Amid a rise in bilateral trade, India initiated 12 investigations against Chinese products in the first half of this year, becoming the country with the most trade remedy probes against China. During the period, 11 investigations were launched by the US, according to statistics from China's Ministry of Commerce (MOFCOM).

Wang Hejun, head of the MOFCOM's trade remedy and investigation bureau, said last week that India should avoid abusing trade remedy measures and bilateral trade disputes should be settled through consultation.

There are other explanations behind the intensified trade conflicts between India and China. After years of development, India's industries have made progress, and many companies in India now produce items that could compete with those from China.

Chinese producers still have the upper hand, but it seems understandable for the Indian government to be eager to protect local industries.

But it is wrong to resort to trade remedy measures to drive Chinese products out of the local market.

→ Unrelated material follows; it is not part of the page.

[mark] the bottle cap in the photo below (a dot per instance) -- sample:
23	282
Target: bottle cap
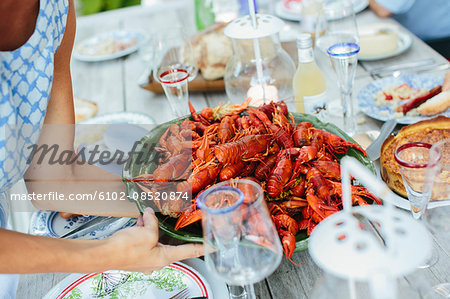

First, curbing imports of certain products from China may affect the relevant downstream market in India. For instance, with the support of China's high-quality PV products, India's solar-power generating capacity surged 3.7 times over the past three years. If India imposes anti-dumping tariffs on Chinese PV products, the growth of the country's own fast-growing PV market may slow.

Second, without outside competitive pressure, local industries will be less motivated to invest in technical innovation to reduce costs and improve quality. That won't be conducive to the long-term development of the industry.

Based on what China experienced a decade ago, it is inevitable that some companies will fail under the pressure of competition, but the ones that survive do so by upgrading and moving up the value chain.

At the same time that it is making great efforts in liberalizing foreign investment rules, India should also open up to foreign competition to facilitate the development of domestic manufacturing.